Editoriaux - Société - Tribune - 28 août 2019

Attention ! Le roi a sorti sa dame et ses tours…

Le gouvernement avance ses pièces pour la PMA

Il faut prendre au sérieux le jeu de dames juridique qui se joue en haut lieu. Le roi a sorti sa dame et ses tours. Ce n’est plus Schiappa qui parle, c’est Belloubet. Dire que Buzyn a « dérapé » récemment, c’est oublier que la provocation et le dérapage font partie du néoparler manié de main de maître par la gauche libertaire dont le Président est l’héritier. Le camp progressiste avance ses pions avec sûreté. Voici un vade-mecum à « marteler » (verbe orwellien) pour l’action à venir.

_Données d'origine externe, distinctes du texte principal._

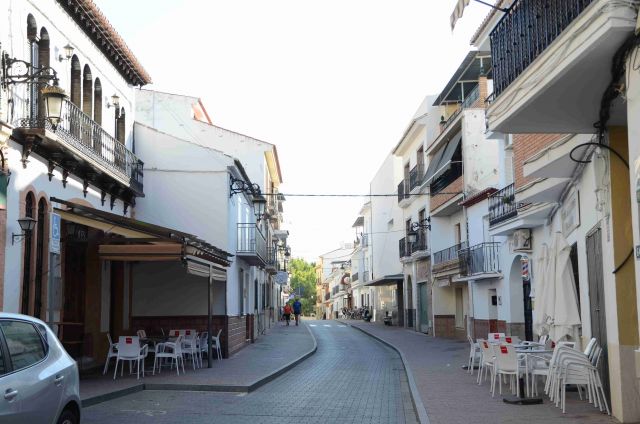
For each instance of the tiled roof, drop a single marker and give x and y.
(93, 22)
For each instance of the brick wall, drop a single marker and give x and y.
(524, 147)
(438, 200)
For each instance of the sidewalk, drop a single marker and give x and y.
(273, 353)
(450, 395)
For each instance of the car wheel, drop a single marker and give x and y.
(68, 417)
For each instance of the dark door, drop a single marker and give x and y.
(528, 310)
(596, 300)
(400, 303)
(73, 309)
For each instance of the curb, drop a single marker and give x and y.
(204, 387)
(418, 406)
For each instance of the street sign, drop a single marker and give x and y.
(54, 246)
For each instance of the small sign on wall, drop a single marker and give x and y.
(54, 246)
(570, 213)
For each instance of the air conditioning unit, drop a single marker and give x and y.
(521, 240)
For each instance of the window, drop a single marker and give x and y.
(24, 343)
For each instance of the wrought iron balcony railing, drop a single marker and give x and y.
(448, 254)
(416, 176)
(403, 192)
(82, 134)
(251, 241)
(480, 259)
(525, 32)
(503, 205)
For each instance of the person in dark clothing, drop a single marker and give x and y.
(297, 310)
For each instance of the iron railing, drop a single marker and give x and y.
(79, 131)
(503, 205)
(416, 175)
(403, 192)
(251, 240)
(402, 247)
(420, 244)
(448, 254)
(480, 259)
(525, 32)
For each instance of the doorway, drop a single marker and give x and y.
(596, 300)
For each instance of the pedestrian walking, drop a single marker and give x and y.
(287, 313)
(297, 310)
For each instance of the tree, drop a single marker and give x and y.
(303, 280)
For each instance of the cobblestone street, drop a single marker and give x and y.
(350, 379)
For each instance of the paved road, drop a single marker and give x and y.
(350, 379)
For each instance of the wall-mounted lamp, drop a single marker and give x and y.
(27, 224)
(68, 53)
(115, 101)
(425, 224)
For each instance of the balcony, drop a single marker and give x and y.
(447, 260)
(403, 192)
(540, 50)
(402, 248)
(416, 175)
(272, 266)
(252, 245)
(81, 146)
(480, 261)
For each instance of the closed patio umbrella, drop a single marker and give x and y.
(543, 301)
(566, 317)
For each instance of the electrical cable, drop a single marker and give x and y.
(611, 93)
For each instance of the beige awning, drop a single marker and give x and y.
(457, 12)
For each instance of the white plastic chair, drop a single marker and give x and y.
(111, 353)
(487, 362)
(495, 337)
(474, 352)
(171, 350)
(129, 350)
(190, 347)
(506, 363)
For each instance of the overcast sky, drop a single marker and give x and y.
(332, 83)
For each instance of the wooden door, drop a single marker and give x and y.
(73, 310)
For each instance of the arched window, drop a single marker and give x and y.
(32, 36)
(76, 81)
(44, 60)
(121, 126)
(29, 206)
(87, 91)
(40, 271)
(97, 101)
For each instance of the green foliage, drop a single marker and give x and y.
(303, 275)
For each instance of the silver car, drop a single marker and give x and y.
(39, 381)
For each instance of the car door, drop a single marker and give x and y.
(34, 386)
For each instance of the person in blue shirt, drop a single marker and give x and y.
(297, 309)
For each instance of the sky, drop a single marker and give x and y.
(332, 83)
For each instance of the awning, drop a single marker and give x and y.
(140, 241)
(441, 160)
(458, 12)
(202, 268)
(387, 280)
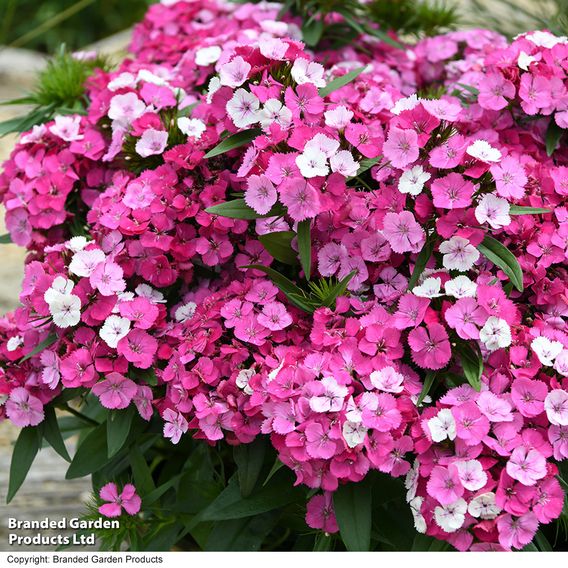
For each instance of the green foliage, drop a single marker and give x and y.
(416, 17)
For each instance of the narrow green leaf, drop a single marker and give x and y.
(141, 472)
(234, 141)
(278, 245)
(25, 450)
(339, 82)
(47, 342)
(249, 459)
(290, 289)
(353, 508)
(52, 433)
(552, 136)
(472, 364)
(312, 31)
(91, 455)
(503, 258)
(421, 261)
(238, 209)
(118, 428)
(305, 246)
(522, 210)
(428, 382)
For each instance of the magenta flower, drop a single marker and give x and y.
(128, 500)
(116, 391)
(23, 409)
(430, 346)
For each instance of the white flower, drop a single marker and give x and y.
(412, 181)
(387, 380)
(146, 291)
(546, 350)
(84, 262)
(114, 329)
(304, 71)
(493, 210)
(495, 334)
(354, 433)
(430, 288)
(338, 118)
(66, 310)
(329, 146)
(76, 244)
(185, 312)
(459, 254)
(442, 426)
(411, 480)
(451, 517)
(407, 103)
(556, 406)
(312, 163)
(461, 287)
(59, 287)
(243, 379)
(14, 343)
(243, 108)
(206, 56)
(483, 151)
(419, 521)
(344, 163)
(275, 111)
(483, 506)
(192, 127)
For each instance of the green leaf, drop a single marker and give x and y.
(552, 136)
(339, 82)
(291, 291)
(305, 246)
(234, 141)
(249, 459)
(502, 257)
(47, 342)
(472, 364)
(91, 455)
(428, 382)
(25, 450)
(522, 210)
(52, 433)
(278, 245)
(141, 472)
(118, 428)
(353, 508)
(238, 209)
(421, 262)
(312, 31)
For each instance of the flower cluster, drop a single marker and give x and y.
(359, 254)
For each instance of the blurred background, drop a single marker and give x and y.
(32, 29)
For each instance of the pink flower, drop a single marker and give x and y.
(430, 346)
(274, 316)
(445, 485)
(116, 391)
(139, 348)
(402, 232)
(452, 191)
(526, 465)
(320, 513)
(516, 532)
(128, 500)
(23, 409)
(401, 147)
(260, 194)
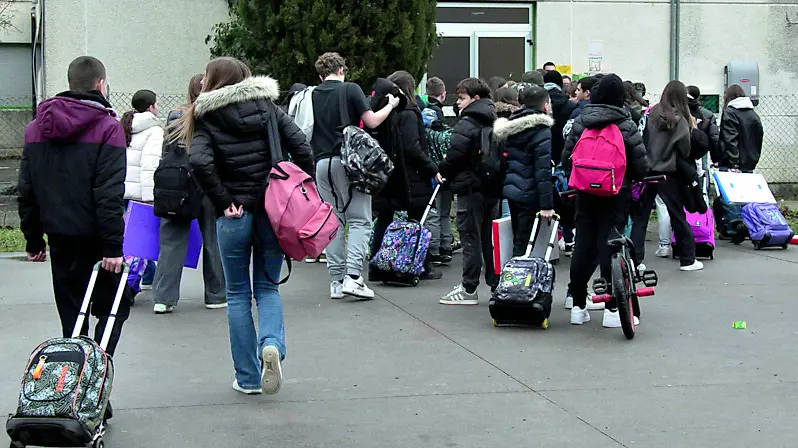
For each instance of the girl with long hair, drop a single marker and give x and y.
(174, 234)
(230, 154)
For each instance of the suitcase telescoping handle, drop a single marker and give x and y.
(84, 307)
(429, 205)
(555, 223)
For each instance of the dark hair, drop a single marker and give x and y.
(142, 100)
(194, 88)
(473, 87)
(329, 64)
(496, 82)
(732, 93)
(587, 83)
(570, 90)
(435, 86)
(672, 105)
(84, 73)
(553, 76)
(534, 97)
(406, 83)
(507, 95)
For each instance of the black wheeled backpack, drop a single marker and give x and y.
(177, 195)
(526, 284)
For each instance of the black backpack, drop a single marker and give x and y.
(492, 162)
(177, 195)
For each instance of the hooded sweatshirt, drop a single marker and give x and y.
(72, 173)
(741, 135)
(143, 156)
(459, 167)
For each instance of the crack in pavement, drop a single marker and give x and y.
(508, 374)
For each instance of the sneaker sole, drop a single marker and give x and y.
(271, 379)
(460, 302)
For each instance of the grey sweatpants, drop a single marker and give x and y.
(174, 244)
(440, 223)
(346, 254)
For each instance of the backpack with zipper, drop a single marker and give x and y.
(177, 195)
(598, 162)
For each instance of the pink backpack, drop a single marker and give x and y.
(599, 162)
(303, 223)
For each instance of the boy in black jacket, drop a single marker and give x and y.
(528, 186)
(596, 216)
(477, 199)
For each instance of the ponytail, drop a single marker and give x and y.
(127, 126)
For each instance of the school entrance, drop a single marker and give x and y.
(482, 40)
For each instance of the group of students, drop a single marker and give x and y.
(220, 130)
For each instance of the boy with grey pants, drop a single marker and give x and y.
(346, 255)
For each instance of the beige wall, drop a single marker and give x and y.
(636, 39)
(146, 44)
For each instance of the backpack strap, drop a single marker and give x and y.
(343, 107)
(273, 138)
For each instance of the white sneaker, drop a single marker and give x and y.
(271, 372)
(611, 319)
(459, 296)
(579, 316)
(664, 252)
(238, 388)
(159, 308)
(696, 266)
(357, 288)
(336, 290)
(592, 306)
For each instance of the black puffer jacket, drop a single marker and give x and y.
(597, 116)
(562, 108)
(403, 138)
(528, 143)
(741, 136)
(459, 167)
(230, 153)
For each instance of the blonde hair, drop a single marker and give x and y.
(220, 72)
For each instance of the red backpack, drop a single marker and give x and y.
(599, 162)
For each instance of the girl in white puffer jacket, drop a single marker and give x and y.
(144, 137)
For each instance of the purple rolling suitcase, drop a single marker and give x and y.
(766, 225)
(703, 225)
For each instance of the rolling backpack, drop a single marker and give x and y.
(766, 225)
(598, 162)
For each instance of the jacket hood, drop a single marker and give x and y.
(254, 88)
(506, 107)
(741, 103)
(66, 119)
(519, 122)
(599, 115)
(483, 110)
(143, 121)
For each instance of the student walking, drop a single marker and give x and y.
(231, 158)
(175, 232)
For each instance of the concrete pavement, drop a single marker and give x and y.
(404, 371)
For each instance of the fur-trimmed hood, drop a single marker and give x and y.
(254, 88)
(503, 128)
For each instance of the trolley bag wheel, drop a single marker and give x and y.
(621, 290)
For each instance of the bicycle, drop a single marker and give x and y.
(624, 276)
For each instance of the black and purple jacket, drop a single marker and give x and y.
(72, 174)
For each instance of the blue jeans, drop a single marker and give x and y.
(240, 239)
(149, 273)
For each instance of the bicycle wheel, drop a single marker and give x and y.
(621, 290)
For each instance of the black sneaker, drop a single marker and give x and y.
(441, 259)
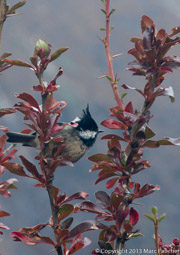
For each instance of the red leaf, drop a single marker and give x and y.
(78, 243)
(65, 210)
(133, 216)
(78, 195)
(111, 183)
(3, 227)
(2, 141)
(146, 22)
(4, 214)
(103, 198)
(114, 124)
(31, 239)
(129, 108)
(28, 98)
(88, 206)
(5, 111)
(30, 167)
(112, 136)
(83, 227)
(15, 168)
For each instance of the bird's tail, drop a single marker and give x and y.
(25, 139)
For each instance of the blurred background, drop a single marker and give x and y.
(76, 24)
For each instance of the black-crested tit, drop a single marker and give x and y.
(77, 136)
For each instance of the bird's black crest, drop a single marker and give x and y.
(87, 122)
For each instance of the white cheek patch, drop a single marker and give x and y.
(88, 134)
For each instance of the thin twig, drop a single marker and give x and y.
(156, 237)
(109, 57)
(2, 12)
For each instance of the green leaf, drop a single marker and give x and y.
(154, 210)
(149, 216)
(16, 6)
(65, 210)
(123, 95)
(57, 53)
(162, 217)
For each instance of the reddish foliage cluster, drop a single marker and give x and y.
(125, 150)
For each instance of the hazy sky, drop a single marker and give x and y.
(76, 23)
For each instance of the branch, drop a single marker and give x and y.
(109, 58)
(2, 13)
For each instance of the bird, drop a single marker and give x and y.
(77, 137)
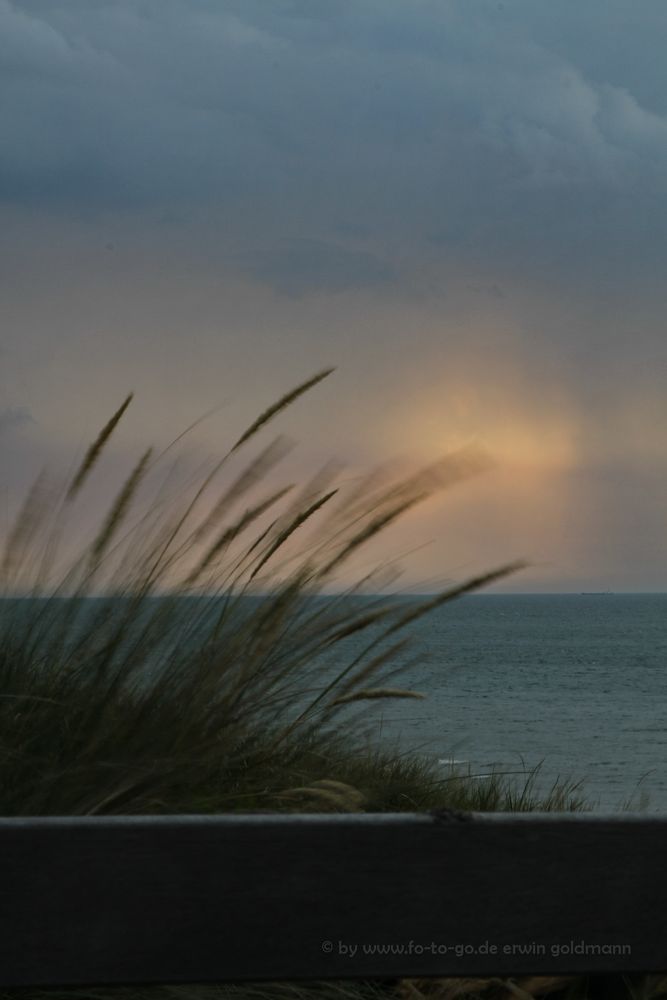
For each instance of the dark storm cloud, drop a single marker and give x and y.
(525, 136)
(298, 266)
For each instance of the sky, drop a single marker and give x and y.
(461, 205)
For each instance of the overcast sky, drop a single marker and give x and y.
(461, 205)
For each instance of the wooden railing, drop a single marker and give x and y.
(267, 897)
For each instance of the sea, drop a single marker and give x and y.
(574, 683)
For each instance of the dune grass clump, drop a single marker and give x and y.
(172, 661)
(197, 653)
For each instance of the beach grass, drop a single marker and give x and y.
(172, 661)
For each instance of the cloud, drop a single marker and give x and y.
(471, 128)
(14, 417)
(301, 266)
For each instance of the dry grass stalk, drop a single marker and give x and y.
(248, 478)
(290, 529)
(475, 583)
(229, 534)
(327, 791)
(370, 693)
(95, 450)
(369, 531)
(120, 506)
(27, 522)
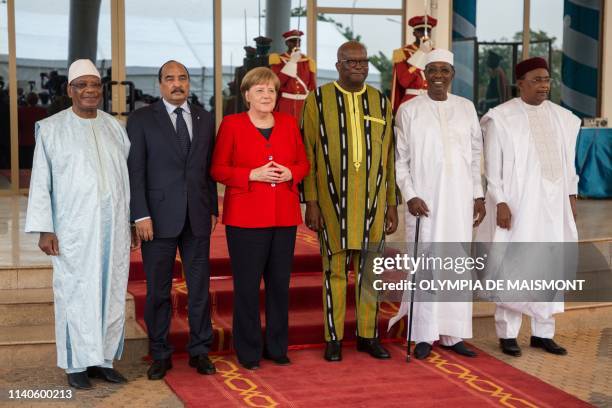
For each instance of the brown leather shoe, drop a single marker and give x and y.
(333, 351)
(202, 364)
(372, 347)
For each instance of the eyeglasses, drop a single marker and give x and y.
(539, 80)
(433, 71)
(80, 86)
(355, 63)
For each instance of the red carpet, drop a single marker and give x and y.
(443, 380)
(359, 381)
(305, 307)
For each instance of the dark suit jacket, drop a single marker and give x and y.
(163, 183)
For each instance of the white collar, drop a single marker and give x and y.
(170, 107)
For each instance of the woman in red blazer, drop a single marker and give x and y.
(260, 158)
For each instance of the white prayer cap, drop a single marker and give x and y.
(439, 55)
(80, 68)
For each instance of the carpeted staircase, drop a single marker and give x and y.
(305, 302)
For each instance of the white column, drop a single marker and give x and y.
(606, 77)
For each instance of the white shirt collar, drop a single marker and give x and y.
(170, 107)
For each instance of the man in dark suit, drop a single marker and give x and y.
(174, 204)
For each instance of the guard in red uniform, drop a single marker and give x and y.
(408, 77)
(297, 74)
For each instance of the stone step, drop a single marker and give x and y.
(29, 307)
(578, 316)
(30, 277)
(34, 346)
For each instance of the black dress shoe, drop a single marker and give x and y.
(282, 360)
(158, 369)
(510, 347)
(80, 381)
(372, 347)
(202, 364)
(548, 345)
(250, 365)
(461, 349)
(422, 351)
(333, 351)
(107, 374)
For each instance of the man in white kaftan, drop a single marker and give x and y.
(439, 144)
(79, 203)
(531, 190)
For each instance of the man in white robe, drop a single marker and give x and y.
(439, 145)
(531, 190)
(79, 204)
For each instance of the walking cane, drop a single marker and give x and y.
(413, 289)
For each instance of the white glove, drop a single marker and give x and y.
(295, 56)
(418, 59)
(426, 45)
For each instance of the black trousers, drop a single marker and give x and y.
(158, 257)
(257, 252)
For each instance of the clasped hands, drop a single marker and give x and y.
(272, 173)
(417, 207)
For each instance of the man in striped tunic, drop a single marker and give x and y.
(350, 191)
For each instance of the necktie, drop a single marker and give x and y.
(182, 133)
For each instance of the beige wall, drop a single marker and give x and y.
(440, 9)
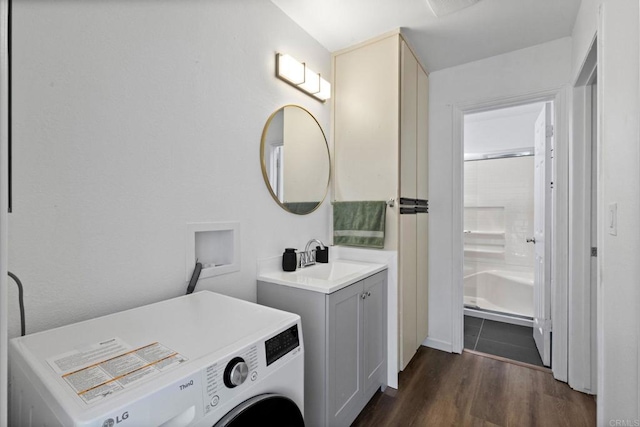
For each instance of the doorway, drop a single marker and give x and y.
(508, 155)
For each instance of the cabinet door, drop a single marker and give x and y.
(408, 123)
(374, 325)
(344, 329)
(408, 270)
(422, 285)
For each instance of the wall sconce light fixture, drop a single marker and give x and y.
(302, 77)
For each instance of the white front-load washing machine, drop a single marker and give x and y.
(199, 360)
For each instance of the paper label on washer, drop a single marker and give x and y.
(106, 368)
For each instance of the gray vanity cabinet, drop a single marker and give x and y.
(344, 336)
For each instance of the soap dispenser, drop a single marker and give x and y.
(289, 259)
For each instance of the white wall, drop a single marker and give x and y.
(618, 182)
(132, 119)
(503, 130)
(534, 69)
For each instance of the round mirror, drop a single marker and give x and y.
(295, 159)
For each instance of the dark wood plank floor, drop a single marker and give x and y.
(444, 389)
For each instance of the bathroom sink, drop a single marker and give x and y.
(336, 270)
(325, 278)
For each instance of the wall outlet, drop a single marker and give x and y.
(613, 219)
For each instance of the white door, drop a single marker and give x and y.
(542, 234)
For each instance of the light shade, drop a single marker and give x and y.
(445, 7)
(302, 77)
(289, 69)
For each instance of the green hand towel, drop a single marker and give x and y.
(359, 224)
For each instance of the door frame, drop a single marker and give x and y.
(560, 215)
(583, 310)
(4, 205)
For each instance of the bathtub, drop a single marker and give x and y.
(501, 291)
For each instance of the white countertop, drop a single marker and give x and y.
(325, 278)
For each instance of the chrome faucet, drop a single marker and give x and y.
(308, 257)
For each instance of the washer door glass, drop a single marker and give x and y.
(264, 410)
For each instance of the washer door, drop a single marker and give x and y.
(264, 410)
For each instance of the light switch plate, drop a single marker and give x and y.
(613, 219)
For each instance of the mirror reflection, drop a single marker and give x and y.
(295, 159)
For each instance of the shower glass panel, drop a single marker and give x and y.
(498, 218)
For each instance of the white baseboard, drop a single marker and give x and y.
(438, 345)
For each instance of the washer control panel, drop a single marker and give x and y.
(228, 378)
(281, 344)
(221, 378)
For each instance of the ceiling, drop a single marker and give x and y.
(488, 28)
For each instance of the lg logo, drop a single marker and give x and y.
(120, 418)
(185, 385)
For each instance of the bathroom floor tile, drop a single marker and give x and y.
(513, 352)
(472, 321)
(509, 334)
(470, 341)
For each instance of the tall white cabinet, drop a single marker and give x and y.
(380, 152)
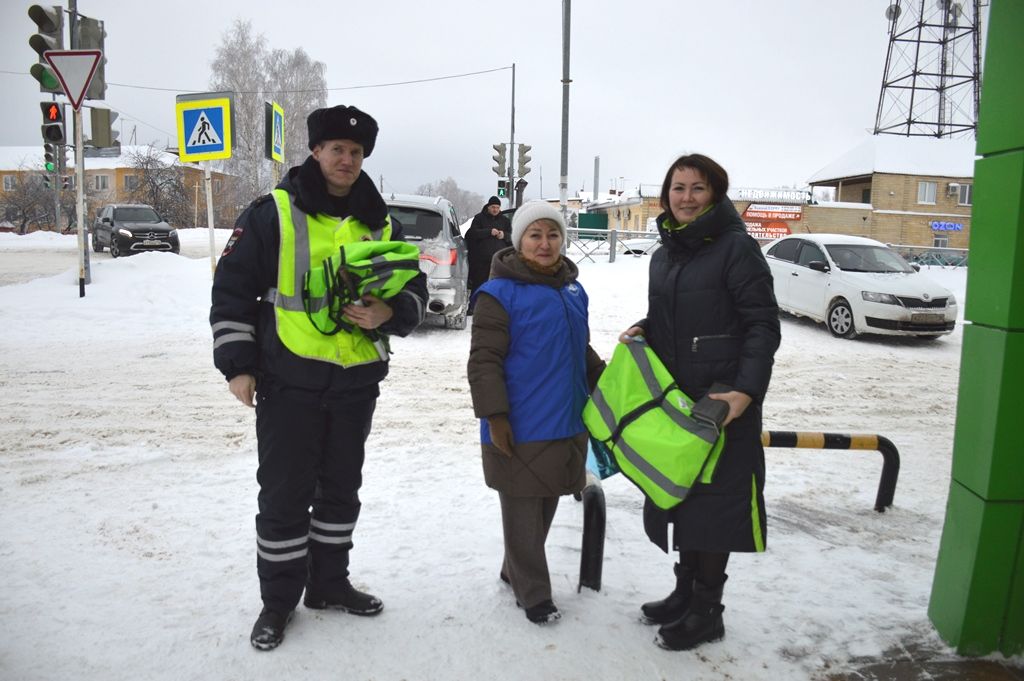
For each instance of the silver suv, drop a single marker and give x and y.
(431, 223)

1) Idéologie : nous sommes face à une idéologie, dans la pure tradition rhétorique de la reductio ad homophobiam. La lutte contre l’homophobie continue, comme en témoigne le projet de loi concernant les stades. Si, donc, vous vous opposez, encore, à la PMA, c’est que vous êtes lesbophobe. Les sondages ne disent plus que les Français « acceptent » l’homosexualité mais que les parents « acceptent l’homosexualité de leur fils » : du général, on est passé au particulier. Dans un magazine, deux femmes, dont l’une est mère kangourou. Dessous, le sésame : « Mère et Mère ». Le rapport entre homophobie et procréation ? Aucun.

Cette idéologie est celle du transhumanisme dont on peut décliner les trois formes : PMA, GPA, eugénisme.

2) Égalité : la PMA se ferait au nom de « l’égalité » entre les femmes. C’est parce qu’une minorité de femmes hétérosexuelles (4 %) ont des enfants par tiers donneur que les lesbiennes réclament « l’extension » de cette PMA, c’est-à-dire une insémination avec tiers donneur anonyme remboursée par l’assurance maladie. Si le projet de loi dit qu’on « étend » la PMA à toutes les femmes (ce qui est impossible), c’est pour qu’on ne puisse accuser l’État de « discrimination ».

3) Sexualité : les goûts sexuels d’autrui ne concernent pas l’État. Comme l’écrivent Anne-Marie Le Pourhiet et Aude Mirkovic dans leur excellent livre Mariage des personnes de même sexe, La controverse juridique, paru aux Éditions Téqui, « les goûts sexuels relèvent de la liberté (droit de) mais non de la créance sociale (droit à) » : il n’y a donc pas plus de « droit au sperme ou à l’utérus » que de droit à l’enfant.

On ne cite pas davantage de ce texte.